3 dicembre 2013 Lascia un commento
Documentario per la televisione datato 1979, girato quindi a pochi anni di distanza dalla morte di Britten avvenuta nel 1976 all’eta’ di 63 anni.
Il breve lasso di tempo intercorso dalla scomparsa, permette ricordi recenti e concedere interviste ai protagonisti col trauma della perdita in parte assorbita ma ancora viva nella memoria, la giusta equidistanza dal dolore e la pace della dimenticanza.

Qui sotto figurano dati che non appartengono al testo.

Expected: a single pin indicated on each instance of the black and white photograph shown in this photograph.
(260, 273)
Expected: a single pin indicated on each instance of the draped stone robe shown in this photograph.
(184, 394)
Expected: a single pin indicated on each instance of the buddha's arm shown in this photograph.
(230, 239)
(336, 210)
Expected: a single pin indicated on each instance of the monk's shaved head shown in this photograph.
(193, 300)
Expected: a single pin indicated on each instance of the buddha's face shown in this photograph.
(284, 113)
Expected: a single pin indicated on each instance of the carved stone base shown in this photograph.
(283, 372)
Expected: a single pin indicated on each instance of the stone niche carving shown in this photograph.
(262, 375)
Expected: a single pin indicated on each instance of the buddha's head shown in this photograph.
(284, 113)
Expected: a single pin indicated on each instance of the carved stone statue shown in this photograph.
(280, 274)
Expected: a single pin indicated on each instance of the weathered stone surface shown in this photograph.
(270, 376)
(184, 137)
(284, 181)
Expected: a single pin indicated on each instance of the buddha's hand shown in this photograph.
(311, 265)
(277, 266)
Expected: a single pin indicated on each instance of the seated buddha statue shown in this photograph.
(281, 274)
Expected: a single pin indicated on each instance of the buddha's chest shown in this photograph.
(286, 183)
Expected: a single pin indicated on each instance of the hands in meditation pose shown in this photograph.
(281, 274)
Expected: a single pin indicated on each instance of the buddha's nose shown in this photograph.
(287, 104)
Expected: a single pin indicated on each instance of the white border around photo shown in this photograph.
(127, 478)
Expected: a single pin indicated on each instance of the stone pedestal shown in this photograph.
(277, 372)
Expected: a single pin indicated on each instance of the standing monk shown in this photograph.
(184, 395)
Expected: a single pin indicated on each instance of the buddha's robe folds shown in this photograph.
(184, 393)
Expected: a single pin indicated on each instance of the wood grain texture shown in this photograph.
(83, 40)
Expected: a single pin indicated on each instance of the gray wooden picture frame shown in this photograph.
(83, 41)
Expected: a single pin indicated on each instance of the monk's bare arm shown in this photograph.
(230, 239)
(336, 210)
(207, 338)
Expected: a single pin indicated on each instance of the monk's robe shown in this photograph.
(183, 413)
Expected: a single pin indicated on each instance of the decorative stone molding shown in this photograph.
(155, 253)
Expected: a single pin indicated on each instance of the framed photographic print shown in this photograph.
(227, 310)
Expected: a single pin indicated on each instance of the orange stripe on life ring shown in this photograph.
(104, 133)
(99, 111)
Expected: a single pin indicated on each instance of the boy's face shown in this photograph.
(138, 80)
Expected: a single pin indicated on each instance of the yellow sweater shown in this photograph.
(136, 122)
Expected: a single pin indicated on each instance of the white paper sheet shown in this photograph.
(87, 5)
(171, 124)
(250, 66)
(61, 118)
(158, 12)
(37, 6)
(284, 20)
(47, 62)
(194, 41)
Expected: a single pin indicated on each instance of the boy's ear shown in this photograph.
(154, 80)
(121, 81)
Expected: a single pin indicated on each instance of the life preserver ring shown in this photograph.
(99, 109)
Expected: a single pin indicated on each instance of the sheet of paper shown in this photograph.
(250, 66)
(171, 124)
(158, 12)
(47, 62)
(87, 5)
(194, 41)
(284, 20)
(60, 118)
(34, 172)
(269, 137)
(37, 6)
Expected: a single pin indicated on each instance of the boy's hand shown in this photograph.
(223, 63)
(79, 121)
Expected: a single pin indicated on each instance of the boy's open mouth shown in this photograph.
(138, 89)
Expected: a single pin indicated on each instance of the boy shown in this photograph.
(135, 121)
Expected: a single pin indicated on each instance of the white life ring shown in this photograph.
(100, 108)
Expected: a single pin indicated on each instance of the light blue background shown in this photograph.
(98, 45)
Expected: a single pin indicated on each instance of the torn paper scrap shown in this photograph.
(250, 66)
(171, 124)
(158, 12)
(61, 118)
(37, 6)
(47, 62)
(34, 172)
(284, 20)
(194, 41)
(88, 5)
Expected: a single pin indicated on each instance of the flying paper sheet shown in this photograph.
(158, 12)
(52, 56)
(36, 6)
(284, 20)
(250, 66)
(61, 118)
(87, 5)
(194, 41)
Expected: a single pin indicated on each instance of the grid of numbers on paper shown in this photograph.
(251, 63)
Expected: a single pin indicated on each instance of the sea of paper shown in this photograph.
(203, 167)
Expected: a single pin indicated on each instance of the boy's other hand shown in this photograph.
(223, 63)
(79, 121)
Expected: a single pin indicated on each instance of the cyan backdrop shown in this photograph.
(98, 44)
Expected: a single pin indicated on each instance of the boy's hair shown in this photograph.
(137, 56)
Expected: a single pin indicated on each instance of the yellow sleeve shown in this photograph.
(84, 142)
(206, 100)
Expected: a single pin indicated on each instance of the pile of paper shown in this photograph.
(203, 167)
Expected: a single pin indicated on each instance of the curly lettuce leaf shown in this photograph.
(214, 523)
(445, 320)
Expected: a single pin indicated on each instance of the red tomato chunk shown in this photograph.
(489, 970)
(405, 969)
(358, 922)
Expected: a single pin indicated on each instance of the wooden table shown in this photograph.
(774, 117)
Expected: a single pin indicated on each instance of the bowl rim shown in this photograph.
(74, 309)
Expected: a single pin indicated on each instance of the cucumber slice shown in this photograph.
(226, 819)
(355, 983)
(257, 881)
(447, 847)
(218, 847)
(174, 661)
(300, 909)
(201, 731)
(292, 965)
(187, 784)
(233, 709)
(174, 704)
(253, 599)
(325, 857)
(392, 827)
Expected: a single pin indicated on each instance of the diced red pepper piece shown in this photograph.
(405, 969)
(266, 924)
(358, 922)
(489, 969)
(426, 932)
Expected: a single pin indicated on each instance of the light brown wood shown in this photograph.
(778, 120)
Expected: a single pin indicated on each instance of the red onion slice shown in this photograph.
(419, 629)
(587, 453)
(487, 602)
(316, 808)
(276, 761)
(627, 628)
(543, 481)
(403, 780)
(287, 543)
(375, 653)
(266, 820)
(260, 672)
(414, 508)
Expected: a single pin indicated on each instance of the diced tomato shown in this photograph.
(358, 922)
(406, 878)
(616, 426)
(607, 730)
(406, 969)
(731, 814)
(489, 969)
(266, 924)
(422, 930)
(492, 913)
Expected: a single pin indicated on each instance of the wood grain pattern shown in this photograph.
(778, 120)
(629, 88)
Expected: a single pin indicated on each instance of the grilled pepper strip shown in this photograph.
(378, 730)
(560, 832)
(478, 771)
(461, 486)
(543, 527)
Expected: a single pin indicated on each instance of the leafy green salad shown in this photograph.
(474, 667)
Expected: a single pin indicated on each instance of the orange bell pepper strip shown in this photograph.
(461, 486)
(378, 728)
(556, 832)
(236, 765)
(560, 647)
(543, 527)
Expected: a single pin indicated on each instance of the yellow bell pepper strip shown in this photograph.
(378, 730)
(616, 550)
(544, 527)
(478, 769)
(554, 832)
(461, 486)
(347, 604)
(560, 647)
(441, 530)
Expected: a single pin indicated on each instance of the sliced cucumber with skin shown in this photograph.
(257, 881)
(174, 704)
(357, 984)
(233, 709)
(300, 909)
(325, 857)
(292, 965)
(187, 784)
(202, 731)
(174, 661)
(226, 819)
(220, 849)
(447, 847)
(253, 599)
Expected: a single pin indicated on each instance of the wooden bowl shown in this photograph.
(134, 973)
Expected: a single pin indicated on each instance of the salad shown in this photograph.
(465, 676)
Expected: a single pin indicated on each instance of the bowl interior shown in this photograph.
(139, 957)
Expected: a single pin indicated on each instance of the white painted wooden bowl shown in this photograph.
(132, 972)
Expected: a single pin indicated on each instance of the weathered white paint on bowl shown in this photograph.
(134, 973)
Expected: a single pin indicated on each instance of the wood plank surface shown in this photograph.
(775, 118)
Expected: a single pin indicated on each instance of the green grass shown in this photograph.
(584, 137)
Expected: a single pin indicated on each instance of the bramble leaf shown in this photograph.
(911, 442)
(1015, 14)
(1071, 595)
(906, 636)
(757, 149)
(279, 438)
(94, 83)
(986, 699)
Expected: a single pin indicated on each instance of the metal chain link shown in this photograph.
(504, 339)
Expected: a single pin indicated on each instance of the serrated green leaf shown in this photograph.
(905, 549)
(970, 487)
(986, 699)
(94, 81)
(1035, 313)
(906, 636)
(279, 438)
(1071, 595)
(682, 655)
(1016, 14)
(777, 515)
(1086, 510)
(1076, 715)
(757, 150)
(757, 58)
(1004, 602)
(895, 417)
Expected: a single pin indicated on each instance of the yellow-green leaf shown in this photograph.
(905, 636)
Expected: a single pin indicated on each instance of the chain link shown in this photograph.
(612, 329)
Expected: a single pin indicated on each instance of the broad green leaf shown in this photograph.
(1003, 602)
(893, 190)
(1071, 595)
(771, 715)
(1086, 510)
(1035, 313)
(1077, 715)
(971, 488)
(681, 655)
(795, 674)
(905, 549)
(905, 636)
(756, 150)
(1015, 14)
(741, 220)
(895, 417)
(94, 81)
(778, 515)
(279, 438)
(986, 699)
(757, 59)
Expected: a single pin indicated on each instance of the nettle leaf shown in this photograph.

La vita di Britten viene ripercorsa sin dalla nascita, ricordi ed aneddoti che grazie ai racconti delle sorelle, del fratello, amici e parenti, delineano una figura straordinaria e ben riconosciuta fin dai primi anni d’eta’.
Genio molto ben compreso si potrebbe dire e proprio per questo non esibito, non forzato a nulla che non fosse in equilibrio coi ritmi della famiglia borghese nella quale era cresciuto.
Qualche anno prima del secondo conflitto mondiale, parti’ con Peter Pears, tenore, collaboratore e compagno, per andare negli Stati Uniti, tornando in patria qualche anno dopo in un’escalation di fama sempre crescente e innumerevoli successi che fecero di lui uno dei piu’ grandi compositori contemporanei.
Britten morira’ nel 1976 dopo aver concluso "Death in Venice" dall’omonimo romanzo di Mann.
Cio’ che emerge dal documentario e’ la figura di un uomo predestinato al successo e che del successo volle cogliere non un fine ma un mezzo per diffondere la propria musica, per raccontare storie, forse sublimare aspetti di se’ in apparenza espliciti ma non accettati fino in fondo e non e’ azzardato collegare l’omosessualita’ all’opera di Mann, commovente nel parallelo della fine del protagonista.
Documentario inevitabilmente interessante ma alla fine pero’ si avrebbe voluto piu’ introspezione, una maggiore ricerca sulle motivazioni indotte dalle sue scelte letterarie, quali percorsi l’hanno condotto sui sentieri musicali intrapresi, insomma delle sue opere vi sono accenni senza ragioni oltre al sentimento e l’estro.
Britten da ascoltare, poi volendo anche da vedere.